Tom schüttelte den Kopf. Das mit Pia zählte für ihn nicht richtig. Nicht, weil sie eine Frau war, sondern vielmehr, weil er sich bei ihr nie so tief hatte fallen lassen können wie letzte Nacht mit Finn. Außerdem war der Sex mit Pia irgendwie eine Ablenkung gewesen. Sie kannten sich schließlich schon ewig. Und er begriff nun, dass sie für ihn immer eine gute Freundin gewesen war, ein Mensch, mit dem er reden konnte. Aber Verliebtsein war etwas ganz anderes.
»Ich glaube nicht, dass Finn für eine Beziehung geschaffen ist«, sagte Peter. Als Tom ihn verwundert ansah, fuhr er fort: »Für ihn ist das alles ein Spiel. Eine Jagd. Er experimentiert und leider verletzt er dabei immer mal wieder Menschen.«
»Du meinst, er macht das öfter?«
»Ich kenne ihn schon eine Weile. Er vertritt die Ansicht, dass er nichts verpassen sollte.«
Toms Herz schlug Alarm. Hitze schoss ihm ins Gesicht. Finn hatte so gewirkt, als würde er das alles nur mit Tom tun wollen. War er deshalb so verblüfft gewesen, als Tom ihm gesagt hatte, dass das sein erstes Mal war?
»Vielleicht täusche ich mich. Aber sei ein bisschen vorsichtig! Finn weiß manchmal nicht, was er tut.«
Tom trat vom Balkon zurück und zog zwei Tassen aus dem Regal. Er goss Kaffee ein und hielt Peter eine der Tassen hin.
»Ich kann mir das nicht vorstellen«, sagte er dann. »Er war so überschäumend und wirkte total zufrieden, als er hier war.«
»So ist Finn. Er ist wie früher die Klassenclowns in der Schule: Er zieht alle in seinen Bann, lacht und ist immer fröhlich. Aber er hat auch andere Seiten.«
»Die haben wir doch alle.«
»Sicherlich. Aber wir verletzen uns meist nur selbst damit und nicht andere.«
Tom dachte wieder an Pia. Sie hatte er verletzt und das hatte er sich nicht verziehen. Sie ihm offenbar auch noch nicht, aber das konnte er ihr nicht verdenken.
»Und was soll ich jetzt tun?«
»Genieß das Leben! Du bist jetzt hier. Die Stadt wimmelt nur so vor gut aussehenden Schwulen. Stürz dich in die Szene und geh mit tollen Kerlen in die Kiste! Aber tu mir den Gefallen und häng dein Glück nicht an Finn.«
Tom musste nachdenken. Er zog sich in sein Zimmer zurück und setzte sich auf die Matratze. Der Raum roch nach Schweiß und Lust. Und nach Finn. Der leichte Geruch von Curry schwebte noch durch die Luft. Tom vergrub das Gesicht in den Laken und sog Finns Duft in sich auf. Er wollte nicht glauben, dass das jetzt schon wieder vorbei war. Finn würde sich bestimmt bald bei ihm melden.
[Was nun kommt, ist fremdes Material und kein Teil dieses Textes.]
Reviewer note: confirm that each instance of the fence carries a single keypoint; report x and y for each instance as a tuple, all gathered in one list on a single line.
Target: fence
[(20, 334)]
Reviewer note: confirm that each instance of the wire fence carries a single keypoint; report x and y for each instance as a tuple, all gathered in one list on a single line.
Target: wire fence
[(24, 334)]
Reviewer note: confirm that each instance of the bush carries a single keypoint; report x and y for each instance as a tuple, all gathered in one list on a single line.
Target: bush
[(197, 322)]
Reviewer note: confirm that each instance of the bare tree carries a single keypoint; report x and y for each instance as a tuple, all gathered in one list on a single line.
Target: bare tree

Tom suchte nach seinem Handy. Er schaltete es ein und sofort trudelten mehrere WhatsApp-Nachrichten ein. Von Pia und einem Kommilitonen, der eine Seminargruppe leitete, von seiner Mutter und von Joschi, den er ja längst hatte anrufen wollen. Aber keine von Finn. Er schrieb ihm also kurzerhand einen Gruß, ohne zu aufdringlich zu sein. Doch neben der Nachricht erschien nur ein Häkchen. Sie kam nicht zu Finn durch.
Joschi wollte wissen, ob er mittlerweile in der Stadt angekommen sei, und Tom rief ihn an, nachdem er geduscht hatte.
»Klar können wir zusammen ausgehen!«, sagte Joschi begeistert. »Ich war mir nicht sicher, ob du mich wirklich sehen willst. Du wirktest bei dem Gemeindefest irgendwie unschlüssig.«
Joschi nannte ihm die Kneipe, in der sie sich treffen würden. Dann erzählte Tom ihm in wenigen Worten, was er letzte Nacht erlebt hatte, ohne ins Detail zu gehen.
»Ich wusste doch, dass du schwul bist«, sagte Joschi lachend. »Herzlich willkommen in der Stadt! Hier bist du genau richtig. Wir machen heute Abend so richtig einen drauf und ich stelle dich allen schwulen Singles vor. Versprochen.«
Tom war sich nicht sicher, ob er unbedingt gleich alle
ungebundenen Schwulen kennenlernen wollte, aber feiern gehen klang für ihn nach einem guten Plan. So musste er auch nicht weiter darüber nachdenken, warum Finn seine Nachricht nicht bekam.